The best exercises for an efficient warming up
We’ve all been guilty of it. Doing that warming up quickly or just don’t do it at all. Although we all know that it’s extremely important to do a good warm up, it often just doesn’t really happen. Yet it’s an essential part of your training and you can use it to prevent injuries, among other things. We have listed a few warming up exercises for you!
1. The face pull
This warming up routine ensures that your shoulders can handle any workout! To perform a face pull you need a resistance band. Secure the tire to a stationary surface. When this is in place and you’re ready to begin, hold onto each side of the band with your palms facing in.
Squeeze your shoulder blades together to pull the handles of the rope toward your face. Hold the position for 2 seconds. Return to the starting position, making sure to keep your shoulders up. Repeat for three sets of ten reps.
2. Arm circles
This simple warm up will prepare your body for arm day! To try it for yourself, stand with your feet shoulder-width apart and extend your arms parallel to the floor. Circle your arms forward in small, controlled motions, gradually increasing the circles until you feel a stretch in your triceps. Switch directions after ten seconds.
3. Jump squats
While jump squats are a great workout in their own right, they’re also an incredibly effective lower-body warmup.
Stand with feet shoulder-width apart and knees slightly bent. Bend your knees and descend to a full squat position. Start with a normal squat, tighten your core and jump up. When you land, lower your body back to the squat position to complete one rep. Make sure to land with your whole foot on the ground. Do two to three sets of 5 reps.
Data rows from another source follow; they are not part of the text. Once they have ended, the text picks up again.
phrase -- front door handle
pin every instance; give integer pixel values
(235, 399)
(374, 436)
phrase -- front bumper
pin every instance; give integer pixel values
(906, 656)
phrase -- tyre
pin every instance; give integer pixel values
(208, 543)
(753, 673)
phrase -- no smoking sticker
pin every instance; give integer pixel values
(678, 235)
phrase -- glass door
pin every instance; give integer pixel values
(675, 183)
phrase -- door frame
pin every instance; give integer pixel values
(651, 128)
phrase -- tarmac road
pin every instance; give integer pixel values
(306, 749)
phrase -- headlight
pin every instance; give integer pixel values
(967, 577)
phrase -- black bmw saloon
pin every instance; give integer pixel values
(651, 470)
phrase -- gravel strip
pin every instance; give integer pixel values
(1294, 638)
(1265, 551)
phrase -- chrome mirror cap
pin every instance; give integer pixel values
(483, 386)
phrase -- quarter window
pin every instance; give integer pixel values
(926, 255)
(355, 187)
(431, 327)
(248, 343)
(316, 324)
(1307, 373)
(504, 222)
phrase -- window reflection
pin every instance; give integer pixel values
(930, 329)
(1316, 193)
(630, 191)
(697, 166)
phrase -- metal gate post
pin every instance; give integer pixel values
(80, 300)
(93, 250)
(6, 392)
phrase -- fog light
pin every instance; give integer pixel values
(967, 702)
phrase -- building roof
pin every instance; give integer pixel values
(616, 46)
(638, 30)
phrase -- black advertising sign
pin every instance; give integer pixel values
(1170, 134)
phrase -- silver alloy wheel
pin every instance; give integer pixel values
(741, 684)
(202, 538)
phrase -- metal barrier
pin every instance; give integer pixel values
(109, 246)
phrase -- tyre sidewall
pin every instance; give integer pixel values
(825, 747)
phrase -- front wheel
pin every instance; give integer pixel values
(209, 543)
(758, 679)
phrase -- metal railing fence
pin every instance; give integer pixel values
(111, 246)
Lunges are a classic warm up and come in several variations: front, side, back or even side with a twist all make for great pre-workout routines. Don’t do them all, but choose one that you like at that moment.
Bend the knees and lower your body until the back knee is a few inches off the floor. At the bottom of the movement, the front thigh is parallel to the floor, the back knee points toward the floor, and your weight is evenly distributed on both legs. Push back to the starting position, keeping your weight on the heel of the front foot. Do 3 sets with 15 lunches!